As for culling one’s unread books – while that may be essential for reducing fire and tripping hazards, it is certainly not a satisfying engagement with the possibilities of literature. (Unless it’s self-help or golf, in which case, toss it.) Success is, eventually, actually reading your unread books, or at least holding on to them long enough that they have the chance to satisfy, dissatisfy or dement you. Unread books are imagined reading futures, not an indication of failure.

Some of the most rewarding books I own, beginning with my Bible, have grieved, challenged, and stretched me in the most painful yet rewarding ways. Several are worth re-reading again and again, sharing with friends, and passing along to my children and their children.

Despite my predilection for book collection, I am a fervent supporter of local libraries and encourage their patronage for books that we enjoy exploring which are, for whatever reasons, not worth retaining in our personal libraries.

The bigger takeaway from all of this is that each of us, rather than being carried away by the cultural wave of the moment, needs to use wisdom and discretion when it comes to what we own, how we spend our money, and how we decide which experts of the moment are worth listening to.The way I feel about my books is the way my husband feels about his tools.
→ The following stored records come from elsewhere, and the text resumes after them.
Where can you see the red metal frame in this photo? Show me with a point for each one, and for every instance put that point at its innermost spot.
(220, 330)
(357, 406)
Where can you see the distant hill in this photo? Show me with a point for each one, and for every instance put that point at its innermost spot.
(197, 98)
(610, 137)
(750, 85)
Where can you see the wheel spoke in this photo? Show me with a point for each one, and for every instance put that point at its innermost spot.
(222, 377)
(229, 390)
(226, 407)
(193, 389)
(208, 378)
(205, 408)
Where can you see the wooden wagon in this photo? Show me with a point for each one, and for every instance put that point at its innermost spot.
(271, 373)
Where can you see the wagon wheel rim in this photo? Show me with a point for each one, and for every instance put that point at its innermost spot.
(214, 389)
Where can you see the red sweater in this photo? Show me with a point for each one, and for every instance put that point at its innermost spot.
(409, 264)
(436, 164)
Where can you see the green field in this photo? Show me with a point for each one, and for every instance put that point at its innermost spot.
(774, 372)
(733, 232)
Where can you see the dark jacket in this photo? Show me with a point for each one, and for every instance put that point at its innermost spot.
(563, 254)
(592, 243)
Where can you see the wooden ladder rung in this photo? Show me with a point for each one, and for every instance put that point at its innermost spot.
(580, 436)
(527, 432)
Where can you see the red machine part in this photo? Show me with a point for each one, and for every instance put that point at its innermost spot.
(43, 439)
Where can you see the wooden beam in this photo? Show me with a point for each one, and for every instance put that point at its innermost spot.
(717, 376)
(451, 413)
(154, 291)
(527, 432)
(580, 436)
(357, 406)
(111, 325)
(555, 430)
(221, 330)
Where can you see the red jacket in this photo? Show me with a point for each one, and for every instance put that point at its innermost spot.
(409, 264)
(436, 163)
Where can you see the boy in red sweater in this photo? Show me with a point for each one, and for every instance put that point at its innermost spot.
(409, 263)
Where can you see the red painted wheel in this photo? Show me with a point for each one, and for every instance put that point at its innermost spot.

Some of the more obscure specialty tools might only be used  yearly, but when needed, they are worth every penny and whatever bit of space they occupy.

Materialism and collection of worthless clutter is expensive and causes unnecessary stress. That’s something most all agree on. How we approach Marie Kondo’s needed invitation to examine our relationship with our stuff will be as varied as each of our homes and families.

How many books in your library are you willing to part with?